I think there would be problems regarding them being in school but not employed by the school. Who directs their work and who supervises then and what are their terms and conditions?

If the parents gave the money to the school budget and the school employed additional staff, that might be possible. Assuming the parent pays the on costs as well. Even for someone working term time only this could be in the region of £20,000 pa. I guess few could afford this. The job would have to be a rolling contract and full time if 1:1 for all hours in school is required. Plus training days and paid holidays.

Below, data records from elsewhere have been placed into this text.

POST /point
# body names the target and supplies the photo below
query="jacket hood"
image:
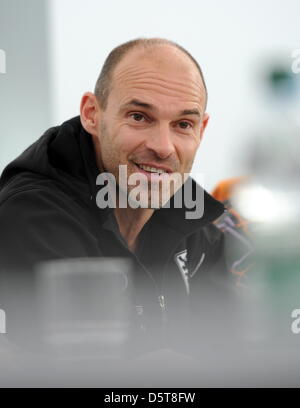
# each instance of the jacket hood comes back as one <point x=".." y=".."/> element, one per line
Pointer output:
<point x="65" y="154"/>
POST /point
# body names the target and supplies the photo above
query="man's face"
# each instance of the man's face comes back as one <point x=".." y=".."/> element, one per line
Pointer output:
<point x="154" y="119"/>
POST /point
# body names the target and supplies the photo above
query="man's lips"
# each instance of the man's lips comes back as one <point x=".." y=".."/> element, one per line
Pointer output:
<point x="153" y="168"/>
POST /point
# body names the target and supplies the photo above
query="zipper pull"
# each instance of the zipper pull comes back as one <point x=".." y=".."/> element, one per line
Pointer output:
<point x="162" y="303"/>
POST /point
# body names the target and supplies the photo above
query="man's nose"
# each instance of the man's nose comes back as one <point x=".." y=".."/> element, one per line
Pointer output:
<point x="160" y="141"/>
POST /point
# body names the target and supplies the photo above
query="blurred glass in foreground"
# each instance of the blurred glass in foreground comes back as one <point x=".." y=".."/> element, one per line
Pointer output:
<point x="84" y="306"/>
<point x="270" y="200"/>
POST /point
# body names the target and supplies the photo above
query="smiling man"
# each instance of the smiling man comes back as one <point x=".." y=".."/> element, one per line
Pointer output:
<point x="147" y="116"/>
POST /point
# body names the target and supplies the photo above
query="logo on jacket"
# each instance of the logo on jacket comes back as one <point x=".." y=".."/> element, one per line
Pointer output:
<point x="182" y="263"/>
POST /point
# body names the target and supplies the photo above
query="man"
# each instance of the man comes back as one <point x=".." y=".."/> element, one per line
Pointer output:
<point x="148" y="113"/>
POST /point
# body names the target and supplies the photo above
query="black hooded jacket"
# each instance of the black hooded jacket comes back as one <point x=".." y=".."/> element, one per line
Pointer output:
<point x="48" y="211"/>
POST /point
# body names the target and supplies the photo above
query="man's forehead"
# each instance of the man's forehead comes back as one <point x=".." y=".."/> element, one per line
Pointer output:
<point x="164" y="72"/>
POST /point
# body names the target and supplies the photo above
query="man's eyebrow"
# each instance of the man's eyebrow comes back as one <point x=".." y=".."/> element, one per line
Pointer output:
<point x="190" y="112"/>
<point x="136" y="102"/>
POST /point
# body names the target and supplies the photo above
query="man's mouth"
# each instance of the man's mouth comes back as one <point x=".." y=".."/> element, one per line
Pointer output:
<point x="151" y="169"/>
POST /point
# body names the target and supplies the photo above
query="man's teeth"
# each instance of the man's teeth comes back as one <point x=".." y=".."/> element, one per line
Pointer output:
<point x="151" y="169"/>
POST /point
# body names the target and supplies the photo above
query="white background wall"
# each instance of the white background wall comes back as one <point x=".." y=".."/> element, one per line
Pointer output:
<point x="230" y="39"/>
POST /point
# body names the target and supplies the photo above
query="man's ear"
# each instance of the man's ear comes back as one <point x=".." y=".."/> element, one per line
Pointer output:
<point x="90" y="113"/>
<point x="204" y="124"/>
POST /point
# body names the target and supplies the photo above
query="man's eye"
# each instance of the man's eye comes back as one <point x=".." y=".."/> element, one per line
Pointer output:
<point x="138" y="117"/>
<point x="184" y="125"/>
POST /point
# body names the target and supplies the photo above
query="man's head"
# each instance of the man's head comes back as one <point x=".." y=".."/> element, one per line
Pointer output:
<point x="148" y="110"/>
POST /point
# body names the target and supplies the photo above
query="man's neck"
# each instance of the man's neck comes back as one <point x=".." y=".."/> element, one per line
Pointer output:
<point x="131" y="222"/>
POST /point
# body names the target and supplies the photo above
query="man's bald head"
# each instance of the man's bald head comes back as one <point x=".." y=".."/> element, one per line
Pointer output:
<point x="104" y="81"/>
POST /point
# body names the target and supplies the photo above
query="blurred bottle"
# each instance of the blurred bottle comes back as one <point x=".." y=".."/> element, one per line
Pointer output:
<point x="270" y="200"/>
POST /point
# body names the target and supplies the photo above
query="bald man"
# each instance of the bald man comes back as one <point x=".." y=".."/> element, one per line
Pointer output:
<point x="114" y="182"/>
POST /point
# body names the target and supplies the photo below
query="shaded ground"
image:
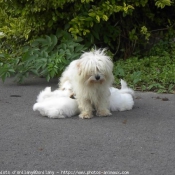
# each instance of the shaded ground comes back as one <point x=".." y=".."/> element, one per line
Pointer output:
<point x="138" y="142"/>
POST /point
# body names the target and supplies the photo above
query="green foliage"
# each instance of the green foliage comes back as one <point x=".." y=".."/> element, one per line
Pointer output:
<point x="123" y="26"/>
<point x="128" y="28"/>
<point x="151" y="73"/>
<point x="43" y="57"/>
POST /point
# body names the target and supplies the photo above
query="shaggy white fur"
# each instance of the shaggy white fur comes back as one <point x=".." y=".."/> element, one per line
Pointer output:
<point x="58" y="104"/>
<point x="90" y="77"/>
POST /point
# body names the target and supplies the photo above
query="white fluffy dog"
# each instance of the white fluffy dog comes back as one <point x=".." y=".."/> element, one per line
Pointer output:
<point x="121" y="99"/>
<point x="90" y="77"/>
<point x="56" y="104"/>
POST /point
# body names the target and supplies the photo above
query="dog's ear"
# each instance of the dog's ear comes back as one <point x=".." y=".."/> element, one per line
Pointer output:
<point x="79" y="67"/>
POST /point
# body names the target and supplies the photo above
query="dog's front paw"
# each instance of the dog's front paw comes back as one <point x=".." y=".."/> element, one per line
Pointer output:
<point x="85" y="115"/>
<point x="103" y="113"/>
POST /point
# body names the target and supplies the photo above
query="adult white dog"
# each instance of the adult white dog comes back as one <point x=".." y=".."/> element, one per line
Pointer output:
<point x="90" y="77"/>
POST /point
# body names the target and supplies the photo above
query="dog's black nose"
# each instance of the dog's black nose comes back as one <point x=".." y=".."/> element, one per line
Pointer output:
<point x="97" y="77"/>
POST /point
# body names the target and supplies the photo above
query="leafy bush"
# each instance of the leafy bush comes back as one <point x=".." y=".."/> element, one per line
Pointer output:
<point x="151" y="73"/>
<point x="123" y="26"/>
<point x="44" y="57"/>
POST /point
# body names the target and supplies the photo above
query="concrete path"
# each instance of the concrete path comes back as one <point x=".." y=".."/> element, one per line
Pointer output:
<point x="136" y="142"/>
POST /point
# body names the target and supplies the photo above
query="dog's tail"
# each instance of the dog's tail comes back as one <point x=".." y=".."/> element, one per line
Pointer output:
<point x="125" y="89"/>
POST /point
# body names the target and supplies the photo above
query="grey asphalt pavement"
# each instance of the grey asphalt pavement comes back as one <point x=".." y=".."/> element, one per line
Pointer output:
<point x="136" y="142"/>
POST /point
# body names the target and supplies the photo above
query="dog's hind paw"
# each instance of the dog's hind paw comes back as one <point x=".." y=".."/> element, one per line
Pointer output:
<point x="103" y="113"/>
<point x="85" y="115"/>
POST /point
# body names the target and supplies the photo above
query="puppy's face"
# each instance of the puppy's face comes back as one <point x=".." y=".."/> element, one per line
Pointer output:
<point x="94" y="69"/>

HundredsAndThousandsOfThem Fri 01-Nov-19 09:27:25

I know someone who asked their school this and was told definitely not (this was a state primary). At least not in a straightforward manner where the parents simply pay for a member of staff who would only be responsible for their child. No idea if some schools would be happy to accept a donation under the agreement that it would pay for a 1-1 that would mainly be responsible for their child.

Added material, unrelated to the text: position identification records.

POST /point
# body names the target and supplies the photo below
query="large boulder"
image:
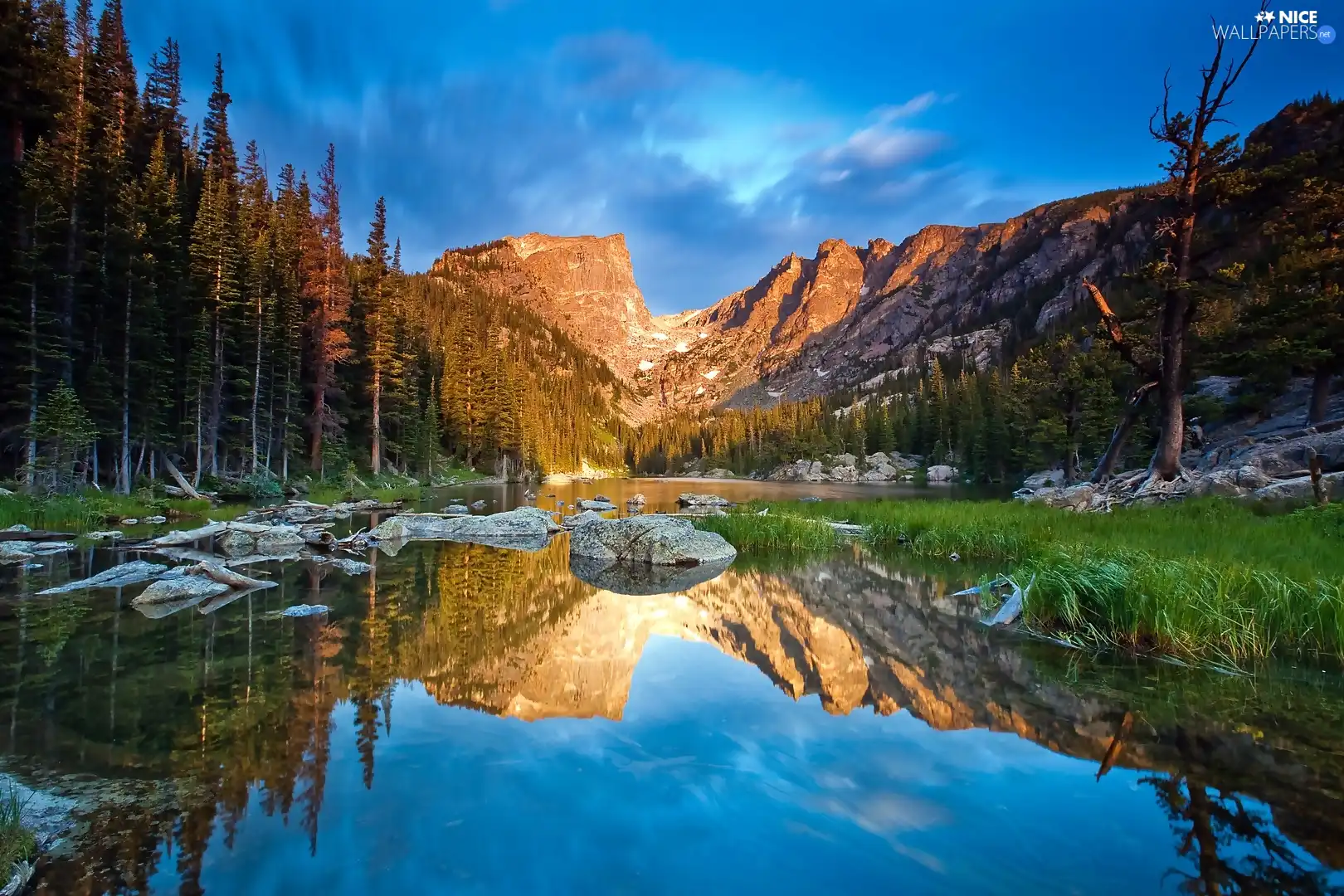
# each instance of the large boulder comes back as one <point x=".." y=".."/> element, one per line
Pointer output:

Certainly in private schools this happens - generally if your child requires a 1-1 the parents are accepted to fund it in a private school and sometimes it will be a requirement of the child attending the school.

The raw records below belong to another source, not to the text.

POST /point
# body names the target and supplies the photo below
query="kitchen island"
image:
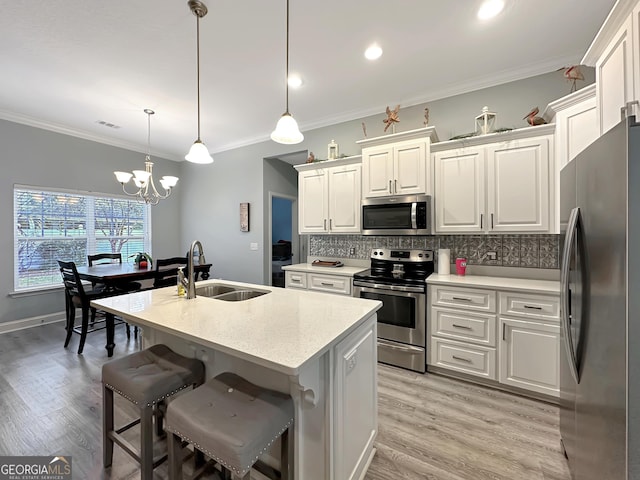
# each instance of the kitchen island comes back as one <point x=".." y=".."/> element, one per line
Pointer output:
<point x="319" y="348"/>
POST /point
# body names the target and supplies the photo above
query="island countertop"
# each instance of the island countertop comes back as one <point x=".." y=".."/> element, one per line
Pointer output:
<point x="282" y="330"/>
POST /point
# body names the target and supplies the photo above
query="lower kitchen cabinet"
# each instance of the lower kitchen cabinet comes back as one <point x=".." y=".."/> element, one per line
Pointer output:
<point x="307" y="277"/>
<point x="507" y="337"/>
<point x="464" y="357"/>
<point x="356" y="406"/>
<point x="529" y="355"/>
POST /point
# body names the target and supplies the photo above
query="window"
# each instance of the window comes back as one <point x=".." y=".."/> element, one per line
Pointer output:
<point x="65" y="225"/>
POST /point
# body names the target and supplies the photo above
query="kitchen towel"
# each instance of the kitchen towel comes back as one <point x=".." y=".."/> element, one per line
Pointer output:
<point x="444" y="261"/>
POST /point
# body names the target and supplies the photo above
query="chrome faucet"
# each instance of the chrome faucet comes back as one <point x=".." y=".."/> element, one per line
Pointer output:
<point x="190" y="282"/>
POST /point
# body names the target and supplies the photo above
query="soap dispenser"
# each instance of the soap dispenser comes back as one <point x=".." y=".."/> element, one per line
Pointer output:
<point x="181" y="290"/>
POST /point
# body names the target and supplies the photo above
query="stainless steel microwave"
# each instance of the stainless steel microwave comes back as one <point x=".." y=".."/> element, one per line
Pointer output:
<point x="407" y="215"/>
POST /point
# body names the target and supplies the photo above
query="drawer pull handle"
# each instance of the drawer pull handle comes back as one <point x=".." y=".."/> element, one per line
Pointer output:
<point x="461" y="326"/>
<point x="462" y="359"/>
<point x="462" y="299"/>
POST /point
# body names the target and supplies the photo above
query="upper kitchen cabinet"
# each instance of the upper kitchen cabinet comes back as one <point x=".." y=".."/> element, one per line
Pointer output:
<point x="577" y="126"/>
<point x="615" y="55"/>
<point x="486" y="186"/>
<point x="329" y="196"/>
<point x="397" y="164"/>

reefedsail Fri 01-Nov-19 09:34:34

Where an EHCP is in place, in theory, the parent could request direct payments and then require this to be spent on 1:1 support. That doesn't get round the problem of securing an EHCP in the first place though, and so few parents request direct payments that it's pretty untested water.

Grasspigeons Fri 01-Nov-19 09:44:24

I would say no. Its not just a case of paying for it. If a school says 'yes you can do this' they are saying 'yes your child needs this' and if your child needs it then the state should be paying for it. The only thing i have seen are private OTs and SaLTs coming in during school hours.

LoveWine123 Fri 01-Nov-19 14:52:45

We have a slightly different case so not sure if it's that helpful, but we have a private SALT that goes into the school and works with the team and my child. We still had to ask for their consent and I was told by the private SALT that not all schools allow even that.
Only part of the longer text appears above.